APA-DeFacto-Politikerranking: Wer hat die Top-Medienpräsenz?

Wöchentlich im Politik-Channel von APA-OTS: die Top 20 der österreichischen Politikerinnen und Politiker - Voves, Faymann und Kurz aktuell vorne

Wien (OTS) - Ab sofort ist das aktuelle wöchentliche Präsenzranking heimischer Politikerinnen und Politiker auf http://www.ots.at/politikerranking kostenlos abrufbar. APA-DeFacto erstellt das Ranking aufgrund der Anzahl der Nennungen von Politikerinnen und Politikern in allen österreichischen Tageszeitungen im Verlauf der vergangenen Woche. Die aktuellen Daten zeigen, wer die mediale Bühne von 30.01. bis 05.02.2015 am stärksten nutzen konnte, wer zurückgefallen ist und wer sich gegenüber letzter Woche neu positionieren konnte.
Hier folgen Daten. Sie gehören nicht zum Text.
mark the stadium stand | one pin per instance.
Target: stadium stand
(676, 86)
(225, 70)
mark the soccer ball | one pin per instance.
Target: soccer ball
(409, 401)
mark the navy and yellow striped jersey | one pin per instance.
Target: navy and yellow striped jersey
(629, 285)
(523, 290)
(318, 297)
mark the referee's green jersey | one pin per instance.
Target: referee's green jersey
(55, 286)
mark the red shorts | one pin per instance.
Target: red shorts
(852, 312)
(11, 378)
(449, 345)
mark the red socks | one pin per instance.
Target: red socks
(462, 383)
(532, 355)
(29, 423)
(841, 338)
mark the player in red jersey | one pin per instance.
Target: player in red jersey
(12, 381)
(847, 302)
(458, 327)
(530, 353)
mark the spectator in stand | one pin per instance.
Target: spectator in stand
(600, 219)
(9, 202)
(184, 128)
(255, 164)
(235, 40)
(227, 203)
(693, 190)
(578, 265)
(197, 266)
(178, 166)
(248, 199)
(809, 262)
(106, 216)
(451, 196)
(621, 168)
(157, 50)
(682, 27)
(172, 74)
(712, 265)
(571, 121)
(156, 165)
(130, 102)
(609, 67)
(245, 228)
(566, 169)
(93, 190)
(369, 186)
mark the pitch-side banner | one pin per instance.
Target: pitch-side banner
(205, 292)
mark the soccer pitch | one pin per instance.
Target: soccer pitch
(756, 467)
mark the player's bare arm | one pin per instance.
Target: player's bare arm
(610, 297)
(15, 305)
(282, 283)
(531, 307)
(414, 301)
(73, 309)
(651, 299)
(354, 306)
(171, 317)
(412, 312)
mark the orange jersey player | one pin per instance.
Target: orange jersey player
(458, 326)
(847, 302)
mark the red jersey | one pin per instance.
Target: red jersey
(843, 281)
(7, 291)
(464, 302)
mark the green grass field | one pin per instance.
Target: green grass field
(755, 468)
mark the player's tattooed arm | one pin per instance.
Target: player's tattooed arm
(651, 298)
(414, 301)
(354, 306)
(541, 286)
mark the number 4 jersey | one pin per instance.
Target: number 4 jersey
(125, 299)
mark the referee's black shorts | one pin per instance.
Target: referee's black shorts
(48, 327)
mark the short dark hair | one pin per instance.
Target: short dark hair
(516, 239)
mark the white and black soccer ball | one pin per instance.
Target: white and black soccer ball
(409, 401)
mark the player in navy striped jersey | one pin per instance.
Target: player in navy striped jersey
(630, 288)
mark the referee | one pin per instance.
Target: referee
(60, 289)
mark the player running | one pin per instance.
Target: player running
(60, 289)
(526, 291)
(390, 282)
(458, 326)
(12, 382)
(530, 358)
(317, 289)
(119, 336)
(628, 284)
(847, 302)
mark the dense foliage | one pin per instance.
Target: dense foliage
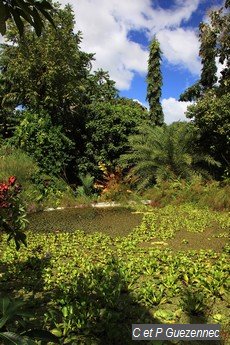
(154, 84)
(12, 213)
(31, 11)
(47, 144)
(165, 153)
(108, 127)
(210, 113)
(91, 288)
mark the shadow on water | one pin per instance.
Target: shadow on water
(87, 219)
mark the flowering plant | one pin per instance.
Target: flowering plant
(12, 212)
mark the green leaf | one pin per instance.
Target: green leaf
(2, 18)
(38, 25)
(11, 338)
(4, 304)
(56, 332)
(18, 21)
(41, 335)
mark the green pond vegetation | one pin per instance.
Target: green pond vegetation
(83, 275)
(89, 287)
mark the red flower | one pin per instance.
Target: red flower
(3, 187)
(12, 180)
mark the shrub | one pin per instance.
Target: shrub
(46, 143)
(13, 216)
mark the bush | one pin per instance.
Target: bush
(46, 143)
(12, 212)
(213, 194)
(17, 163)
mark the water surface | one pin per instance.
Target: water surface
(117, 221)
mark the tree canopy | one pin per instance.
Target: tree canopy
(154, 84)
(30, 11)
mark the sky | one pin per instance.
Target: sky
(119, 33)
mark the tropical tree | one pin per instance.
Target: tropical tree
(31, 11)
(154, 84)
(46, 143)
(214, 46)
(47, 72)
(164, 153)
(211, 116)
(108, 125)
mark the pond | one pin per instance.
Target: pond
(118, 221)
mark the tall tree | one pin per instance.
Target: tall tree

Die stärkste Medienpräsenz verzeichnete in der vergangenen Woche der steirische Landeshauptmann Franz Voves (SPÖ). Kritik aus der eigenen Partei musste sich Voves bezüglich seiner Forderung nach Strafen bei "Integrationsunwilligkeit" gefallen lassen. Wiens Bürgermeister Michael Häupl (SPÖ) richtete an den steirischen Landeshauptmann die Worte: "Ein Sozialdemokrat hat zu reden wie ein Sozialdemokrat, und nicht wie die Pegida." Voves hatte ebenfalls die fehlende Integrationsdebatte innerhalb der SPÖ moniert. Gegenüber dem "Standard" sagte Voves daraufhin, es habe "für Politikinsider einen nachvollziehbaren Grund", dass Häupl seine Aussagen anders interpretiere als jene des burgenländischen Landeshauptmann Hans Niessl (SPÖ), der ebenfalls die rechtliche Ahndung von "Integrationsunwilligkeit" gefordert hatte. Damit spielte Voves auf seinen Rücktritt als SPÖ-Vizechef Ende 2013 und seine Abstinenz bei Bundesgremien-Sitzungen an.

Für mediale Aufregung sorgte Voves weiters mit einem Society-Auftritt bei der Opernredoute in Graz. Er lud ÖBB-Generaldirektor Christian Kern in seine Loge ein und posierte für ein gemeinsames Foto. In den Medien wurde der Auftritt als ein weiterer Schritt der Entfremdung zwischen Voves und SPÖ-Parteichef Werner Faymann gewertet. Christian Kern war in den letzten Wochen immer wieder als möglicher Faymann-Nachfolger im Gespräch.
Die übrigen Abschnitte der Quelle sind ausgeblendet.